Today I broke the news of my request to teach in a JC to my HOD. She was quiet about it and looked very pensive. When we did talk there were many awkward silences and dead-end remarks. It wasn't a conversation - more like a silent grappling with "how could you spring this on us?"
The thrust of what she said was that in FINDING a place in a JC and then bringing it up to the school I had betrayed the trust of the school admin - most specifically the P and VP. Apparently they have gone out of the way to clear my name after the last GEP fiasco and now it appears that I'm being an ingrate.
The problem is that people take things too personally.
I took time to explain that it was the opportunity that was good, not the fact that I wanted to leave because of bad conditions in the school. I kept trying to show the focus as GOING to somewhere, rather than LEAVING the current place.
But it didn't work.
The other argument brought up was that I seem to be acting in a very selfish manner and was not thinking to the department or the school as a whole.
I countered that with the view that I am still in the business of education and still can be effective.
I almost feel as if I'm not understanding some subtle patronage game. As in, we your superiors have given you opportunities and training, you ought to be grateful and serve the school.
I am grateful. I have served the school. I never meant leaving as a "hate-the-school-campaign". The irony is - and here's a classic "Catch-22" (which is a philosophical conundrum made famous by the book by Jospeh Heller of the same name)-
a. if I respected all the admin has done for me, I should have surfaced this request for transfer internally
b. ironically - if I did that, ie request to leave without having secured a place to go - it precisely proves what the school doesn't want - that I want to LEAVE the school (leave for leaving's sake - just wanna get out mentality) rather than want to GO to somewhere else.
Why is this not a philosophical dead end to the school? Because any request made internally - can be kept internal - can be suppressed from within.
Anyway - need to see VP tomorrow. Next round of answering questions - don't know what approach she'll take. Will wait and see. And after that round - maybe I'll get an "audience" with the old man.

The way things turn out - 11/14/2001
is often better than we expect.

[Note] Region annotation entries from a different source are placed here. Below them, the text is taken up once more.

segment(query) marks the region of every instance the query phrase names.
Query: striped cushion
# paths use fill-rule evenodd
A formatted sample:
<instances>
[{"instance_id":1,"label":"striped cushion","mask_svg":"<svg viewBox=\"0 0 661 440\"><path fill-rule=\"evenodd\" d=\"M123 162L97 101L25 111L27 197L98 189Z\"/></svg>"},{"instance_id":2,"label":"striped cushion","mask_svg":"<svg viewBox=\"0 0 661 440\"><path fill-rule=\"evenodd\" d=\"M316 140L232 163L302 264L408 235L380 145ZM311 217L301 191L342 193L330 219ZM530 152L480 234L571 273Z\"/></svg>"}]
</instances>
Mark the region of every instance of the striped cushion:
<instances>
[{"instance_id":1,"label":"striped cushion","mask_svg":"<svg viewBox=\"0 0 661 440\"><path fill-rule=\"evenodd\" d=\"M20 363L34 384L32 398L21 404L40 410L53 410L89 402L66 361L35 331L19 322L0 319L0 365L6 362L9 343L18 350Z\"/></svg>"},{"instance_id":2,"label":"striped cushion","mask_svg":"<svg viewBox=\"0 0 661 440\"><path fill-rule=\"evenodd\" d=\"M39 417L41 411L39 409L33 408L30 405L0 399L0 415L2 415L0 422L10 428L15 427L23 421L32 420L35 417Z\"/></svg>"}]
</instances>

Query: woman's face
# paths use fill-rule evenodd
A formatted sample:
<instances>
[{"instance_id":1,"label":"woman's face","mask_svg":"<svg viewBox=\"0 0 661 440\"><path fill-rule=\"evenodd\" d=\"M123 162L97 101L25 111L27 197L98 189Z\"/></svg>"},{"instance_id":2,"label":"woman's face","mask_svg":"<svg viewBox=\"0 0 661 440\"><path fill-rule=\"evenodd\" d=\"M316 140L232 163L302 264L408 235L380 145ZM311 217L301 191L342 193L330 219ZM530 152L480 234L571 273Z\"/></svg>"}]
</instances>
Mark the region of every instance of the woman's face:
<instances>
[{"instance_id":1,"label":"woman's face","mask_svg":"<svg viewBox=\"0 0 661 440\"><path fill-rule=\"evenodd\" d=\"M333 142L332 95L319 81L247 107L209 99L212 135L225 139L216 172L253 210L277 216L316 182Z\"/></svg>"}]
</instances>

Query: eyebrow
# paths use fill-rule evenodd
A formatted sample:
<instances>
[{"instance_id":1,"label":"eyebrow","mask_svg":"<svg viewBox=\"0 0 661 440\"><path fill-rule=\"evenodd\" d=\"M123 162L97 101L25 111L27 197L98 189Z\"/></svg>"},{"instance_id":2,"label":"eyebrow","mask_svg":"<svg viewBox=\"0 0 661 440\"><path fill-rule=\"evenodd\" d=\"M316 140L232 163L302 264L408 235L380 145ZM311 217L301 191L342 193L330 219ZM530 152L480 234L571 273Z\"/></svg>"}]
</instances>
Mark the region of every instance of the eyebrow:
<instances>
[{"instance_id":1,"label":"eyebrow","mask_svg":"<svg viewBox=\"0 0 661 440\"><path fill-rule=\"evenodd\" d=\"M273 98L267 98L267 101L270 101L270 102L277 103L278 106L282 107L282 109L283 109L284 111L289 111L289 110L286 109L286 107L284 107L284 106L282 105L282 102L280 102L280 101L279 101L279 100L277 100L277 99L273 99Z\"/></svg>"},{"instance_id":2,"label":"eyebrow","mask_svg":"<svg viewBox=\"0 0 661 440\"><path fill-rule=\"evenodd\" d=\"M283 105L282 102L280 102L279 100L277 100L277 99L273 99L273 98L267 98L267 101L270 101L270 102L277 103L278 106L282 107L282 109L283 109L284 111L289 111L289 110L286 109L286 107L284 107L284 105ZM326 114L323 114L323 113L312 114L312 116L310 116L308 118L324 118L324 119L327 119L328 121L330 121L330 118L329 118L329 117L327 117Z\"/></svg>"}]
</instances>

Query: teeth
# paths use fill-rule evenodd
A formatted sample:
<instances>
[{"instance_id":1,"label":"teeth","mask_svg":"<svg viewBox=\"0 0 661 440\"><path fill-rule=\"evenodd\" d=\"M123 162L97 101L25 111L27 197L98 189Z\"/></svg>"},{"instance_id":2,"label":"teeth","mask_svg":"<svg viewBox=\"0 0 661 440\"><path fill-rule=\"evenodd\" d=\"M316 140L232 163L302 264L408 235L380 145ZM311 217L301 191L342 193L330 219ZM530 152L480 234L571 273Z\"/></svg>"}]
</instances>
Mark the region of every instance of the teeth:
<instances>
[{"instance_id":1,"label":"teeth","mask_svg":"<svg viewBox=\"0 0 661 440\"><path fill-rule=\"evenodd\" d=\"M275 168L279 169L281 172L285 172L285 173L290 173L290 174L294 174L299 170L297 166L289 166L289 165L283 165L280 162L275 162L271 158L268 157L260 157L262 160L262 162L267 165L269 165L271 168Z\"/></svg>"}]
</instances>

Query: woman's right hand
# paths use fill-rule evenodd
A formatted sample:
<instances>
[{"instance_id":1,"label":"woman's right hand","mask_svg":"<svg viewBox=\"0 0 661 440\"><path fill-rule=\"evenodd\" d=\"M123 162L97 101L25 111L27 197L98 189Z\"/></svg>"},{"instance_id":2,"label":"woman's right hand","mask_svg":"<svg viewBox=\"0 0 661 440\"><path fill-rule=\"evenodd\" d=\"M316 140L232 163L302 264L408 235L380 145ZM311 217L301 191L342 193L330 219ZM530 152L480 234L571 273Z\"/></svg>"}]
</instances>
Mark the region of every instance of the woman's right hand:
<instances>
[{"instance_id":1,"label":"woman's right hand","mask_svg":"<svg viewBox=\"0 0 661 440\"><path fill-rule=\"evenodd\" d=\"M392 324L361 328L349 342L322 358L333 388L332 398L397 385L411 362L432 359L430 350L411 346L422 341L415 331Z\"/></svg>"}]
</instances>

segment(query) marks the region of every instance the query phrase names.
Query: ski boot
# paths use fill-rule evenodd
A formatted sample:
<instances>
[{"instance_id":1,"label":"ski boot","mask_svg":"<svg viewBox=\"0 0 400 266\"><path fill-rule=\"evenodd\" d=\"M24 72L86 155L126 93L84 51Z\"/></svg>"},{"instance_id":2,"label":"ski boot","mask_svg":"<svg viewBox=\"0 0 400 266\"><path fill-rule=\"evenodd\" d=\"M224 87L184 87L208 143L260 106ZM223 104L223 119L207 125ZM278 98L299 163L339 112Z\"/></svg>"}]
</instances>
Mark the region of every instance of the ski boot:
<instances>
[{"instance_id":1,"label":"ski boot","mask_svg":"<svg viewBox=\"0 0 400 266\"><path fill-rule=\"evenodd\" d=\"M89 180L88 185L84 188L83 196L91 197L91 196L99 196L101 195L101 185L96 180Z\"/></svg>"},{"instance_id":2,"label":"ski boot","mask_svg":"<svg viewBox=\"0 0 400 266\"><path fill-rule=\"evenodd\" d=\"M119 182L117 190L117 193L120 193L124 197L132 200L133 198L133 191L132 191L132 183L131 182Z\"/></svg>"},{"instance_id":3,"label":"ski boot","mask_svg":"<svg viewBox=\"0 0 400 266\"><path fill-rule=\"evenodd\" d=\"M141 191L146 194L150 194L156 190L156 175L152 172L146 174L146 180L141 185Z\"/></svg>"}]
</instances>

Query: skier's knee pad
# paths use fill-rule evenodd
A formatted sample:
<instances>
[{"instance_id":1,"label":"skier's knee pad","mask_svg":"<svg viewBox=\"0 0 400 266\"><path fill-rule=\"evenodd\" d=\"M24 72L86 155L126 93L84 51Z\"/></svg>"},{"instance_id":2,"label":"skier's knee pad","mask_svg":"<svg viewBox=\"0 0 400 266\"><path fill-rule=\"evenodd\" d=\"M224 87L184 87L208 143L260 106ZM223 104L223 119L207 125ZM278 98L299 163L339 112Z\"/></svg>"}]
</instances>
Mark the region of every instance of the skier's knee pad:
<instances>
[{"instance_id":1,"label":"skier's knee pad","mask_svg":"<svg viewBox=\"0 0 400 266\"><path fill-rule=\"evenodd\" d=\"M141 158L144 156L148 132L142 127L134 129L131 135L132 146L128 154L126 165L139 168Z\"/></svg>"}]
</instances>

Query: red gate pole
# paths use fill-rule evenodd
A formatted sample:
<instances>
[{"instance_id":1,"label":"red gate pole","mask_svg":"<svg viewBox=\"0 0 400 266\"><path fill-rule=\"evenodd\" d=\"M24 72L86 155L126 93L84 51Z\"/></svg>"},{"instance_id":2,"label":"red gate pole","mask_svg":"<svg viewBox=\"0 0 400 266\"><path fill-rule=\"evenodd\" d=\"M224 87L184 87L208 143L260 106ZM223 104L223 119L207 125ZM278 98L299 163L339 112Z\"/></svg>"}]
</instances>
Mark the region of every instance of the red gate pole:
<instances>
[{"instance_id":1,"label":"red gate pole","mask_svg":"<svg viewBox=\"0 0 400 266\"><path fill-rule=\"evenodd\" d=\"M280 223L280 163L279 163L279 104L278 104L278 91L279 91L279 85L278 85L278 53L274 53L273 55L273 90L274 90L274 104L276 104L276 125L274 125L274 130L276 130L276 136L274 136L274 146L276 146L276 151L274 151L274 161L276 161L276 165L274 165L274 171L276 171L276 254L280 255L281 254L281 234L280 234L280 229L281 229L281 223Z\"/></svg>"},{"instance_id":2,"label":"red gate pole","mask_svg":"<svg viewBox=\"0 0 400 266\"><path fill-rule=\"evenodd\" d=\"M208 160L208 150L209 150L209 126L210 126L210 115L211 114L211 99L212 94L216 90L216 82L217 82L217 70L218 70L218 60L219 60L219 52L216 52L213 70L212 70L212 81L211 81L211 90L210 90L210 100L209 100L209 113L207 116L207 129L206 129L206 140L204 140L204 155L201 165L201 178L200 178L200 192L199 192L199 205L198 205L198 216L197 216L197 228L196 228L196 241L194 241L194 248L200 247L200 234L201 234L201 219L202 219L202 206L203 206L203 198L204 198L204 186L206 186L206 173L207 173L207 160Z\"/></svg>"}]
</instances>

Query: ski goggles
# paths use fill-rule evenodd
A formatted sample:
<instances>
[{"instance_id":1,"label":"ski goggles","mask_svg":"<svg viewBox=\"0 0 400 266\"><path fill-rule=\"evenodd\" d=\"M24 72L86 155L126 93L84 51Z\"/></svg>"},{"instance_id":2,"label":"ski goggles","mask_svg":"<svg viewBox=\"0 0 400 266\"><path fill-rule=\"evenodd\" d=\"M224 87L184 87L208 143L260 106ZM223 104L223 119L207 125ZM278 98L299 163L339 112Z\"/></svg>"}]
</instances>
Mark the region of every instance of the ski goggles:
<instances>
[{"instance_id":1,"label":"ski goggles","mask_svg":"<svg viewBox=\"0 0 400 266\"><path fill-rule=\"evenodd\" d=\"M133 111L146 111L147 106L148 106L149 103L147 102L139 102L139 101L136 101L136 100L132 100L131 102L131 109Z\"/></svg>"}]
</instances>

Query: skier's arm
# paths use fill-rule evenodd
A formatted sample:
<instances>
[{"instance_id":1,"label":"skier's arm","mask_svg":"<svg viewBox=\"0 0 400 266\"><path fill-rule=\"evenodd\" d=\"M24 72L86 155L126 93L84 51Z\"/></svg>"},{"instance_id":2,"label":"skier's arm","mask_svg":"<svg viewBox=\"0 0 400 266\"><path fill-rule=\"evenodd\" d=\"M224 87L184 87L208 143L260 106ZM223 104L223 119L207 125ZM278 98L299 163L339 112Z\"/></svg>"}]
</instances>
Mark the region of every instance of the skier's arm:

When I spoke with VP about the whole transfer deal she was very matter of fact about it, stating that the school can't release me until July. I expected that so that was fine. But I suppose I was thrown off balance by her bits "now I'm speaking to you not as someone who is your VP but someone who is older and knows the system" that she threw in later. She suggested that I don't go on with the JC and wait for another year and reapply for a better JC.
OK - so I've found a place in Pioneer JC. From the notes and mails and SMSes I've got on this subject no one has mentioned Pioneer. It's either RJ, AC or SA - along those lines. So I guess VP also had the same thought that going to a new JC where the intake isn't "so good" would be very difficult for me and a waste of time, especially if my stated purpose is to focus on higher level lit. This kind of threw me off because of some details she furnished.
With a plethora of subtlties, it becomes difficult to see a clear picture. I know that going to a new JC is difficult - but at the same time there are pluses:
Can "help mould" the culture - while this seems idealistic - I guess it's possible
Can start with a clean sheet
Anyway - I decided that I would not consider other options and stick with PJ because options sometimes confuse and lead to nowhere. Happened the last time when I had 3 options bouncing around and none materialised - even when people say they're very sorry it didn't work out, the fact is, it didn't work out.
So I guess I've just got to be focused about this one.